Eu me despedi de Mildrade e corri para o Musée d’Orsay, o grande templo parisiense de arte que fica situado em uma grandiosa ex-estação de trem. No piso térreo, estátuas clássicas nas poses mais maravilhosamente aleatórias se misturam livremente com os visitantes, que fazem suas próprias poses interessantes. Uma cena em particular me arrebatou: a escultura de Charles DeGeorge do século 19, “La Jeunesse d’Aristotle”, uma imagem em mármore do filósofo lendo pensativamente, enquanto logo atrás dela um jovem loiro de carne e osso fazia uma pose virtualmente idêntica, enviando uma mensagem de texto.

O museu fechou às 18h e então eu atravessei correndo o Sena para entrar na fila para os ingressos da Comédie-Française, que ficam disponíveis uma hora antes de cada apresentação. Ao chegar duas horas antes do horário (para “As Três Irmãs” de Chekhov), eu era o primeiro da fila, pronto para combater o tédio com um livro.

  • Alice Dison/The New York Times

    Musée d’Orsay, o grande templo parisiense de arte que fica situado em uma grandiosa ex-estação de trem

Não foi preciso. Eu logo estava acompanhado de três maravilhosas companhias, incluindo uma jovem de 25 anos de rosto radiante chamada Nadège. Nós conversamos sobre política, arte e sobre o trabalho interessante de Nadège no escritório administrativo de Notre Dame. Após duas horas resgatando o francês há muito perdido no meu cérebro, eu imaginei que teria uma pequena chance de entender a peça, especialmente por tê-la lido no colégio.
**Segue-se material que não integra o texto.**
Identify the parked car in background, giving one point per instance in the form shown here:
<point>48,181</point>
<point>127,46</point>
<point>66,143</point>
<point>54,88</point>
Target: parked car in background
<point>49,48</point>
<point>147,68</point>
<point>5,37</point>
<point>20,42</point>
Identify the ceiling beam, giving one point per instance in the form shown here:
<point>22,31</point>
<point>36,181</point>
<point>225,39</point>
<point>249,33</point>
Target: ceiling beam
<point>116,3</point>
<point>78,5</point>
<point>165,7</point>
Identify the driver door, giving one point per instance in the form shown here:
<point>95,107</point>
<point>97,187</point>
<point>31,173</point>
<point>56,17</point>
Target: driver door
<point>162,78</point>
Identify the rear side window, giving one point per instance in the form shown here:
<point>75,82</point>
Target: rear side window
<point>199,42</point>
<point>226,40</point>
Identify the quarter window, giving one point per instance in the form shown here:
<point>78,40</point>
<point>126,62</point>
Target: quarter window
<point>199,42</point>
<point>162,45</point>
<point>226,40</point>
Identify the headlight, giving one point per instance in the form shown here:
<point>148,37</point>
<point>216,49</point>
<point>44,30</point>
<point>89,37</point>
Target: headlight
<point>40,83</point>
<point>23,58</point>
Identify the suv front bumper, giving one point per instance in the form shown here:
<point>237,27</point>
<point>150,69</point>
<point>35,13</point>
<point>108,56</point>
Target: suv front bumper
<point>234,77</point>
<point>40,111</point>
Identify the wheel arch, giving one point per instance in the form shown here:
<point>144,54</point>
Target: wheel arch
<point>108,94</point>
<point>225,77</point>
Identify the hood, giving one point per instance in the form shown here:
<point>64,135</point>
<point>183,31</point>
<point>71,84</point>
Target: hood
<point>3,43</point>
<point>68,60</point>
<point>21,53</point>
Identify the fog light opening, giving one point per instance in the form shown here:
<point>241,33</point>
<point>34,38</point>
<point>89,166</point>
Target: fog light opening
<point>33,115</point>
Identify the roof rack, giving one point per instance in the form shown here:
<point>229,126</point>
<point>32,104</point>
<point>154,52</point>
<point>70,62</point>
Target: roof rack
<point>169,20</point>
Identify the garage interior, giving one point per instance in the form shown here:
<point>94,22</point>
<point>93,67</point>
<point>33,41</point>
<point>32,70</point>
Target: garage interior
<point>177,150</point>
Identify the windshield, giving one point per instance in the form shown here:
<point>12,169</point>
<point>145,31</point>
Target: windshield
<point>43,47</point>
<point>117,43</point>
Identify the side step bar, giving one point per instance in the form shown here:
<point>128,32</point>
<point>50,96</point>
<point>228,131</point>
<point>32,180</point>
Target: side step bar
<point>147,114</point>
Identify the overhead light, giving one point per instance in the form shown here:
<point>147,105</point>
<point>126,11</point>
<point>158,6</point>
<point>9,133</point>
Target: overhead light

Sem chance, mas meu lugar por 5 euros na primeira fila do segundo balcão foi maravilhoso para observar a plateia e apreciar o ambiente, já que não dava para ver a peça em si; eu estava tão distante à esquerda do palco que não conseguia ver mais do que 20% da ação (incompreensível) sem entortar meu pescoço.

Domingo

Meu assento na peça ficava ao lado do de Nadège – felizmente, já que ela acabaria se oferecendo para me mostrar o Marais no dia seguinte.

Nós começamos com um almoço barato no Chez Papa, uma pequena rede de Paris que serve pratos do sudoeste da França, onde pedi uma salada “colossal”, coberta com presunto e batata (e com um jarro de água) por 10 euros, deixando 2,12 euros do meu orçamento. Nós começamos a andar, mas fomos atraídos para o Le Temps des Cerises, um bistrô em um sobrado cujo exterior envelhecido, bar de zinco e mesas de madeira rústicas nos encantaram. “Parece que estamos em outro tempo”, disse Nadège, cantando junto as canções antigas que saiam dos alto-falantes enquanto eu gastava meus últimos dois euros em um café.

Então partimos para Notre Dame, para um concerto gratuito às 16h de um organista de Caen. A música foi ótima, se música de órgão é o seu lance. (Não é o meu.) Mas o preço foi ótimo e eu fiquei feliz em relaxar, ficar olhando e me maravilhando, não apenas com os arcos góticos impossivelmente altos e com os vitrais complexos, mas também em quanto consegui ver, fazer e comer na cidade com uma verba apertada. Haveria muitas outras oportunidades para tomar vinho.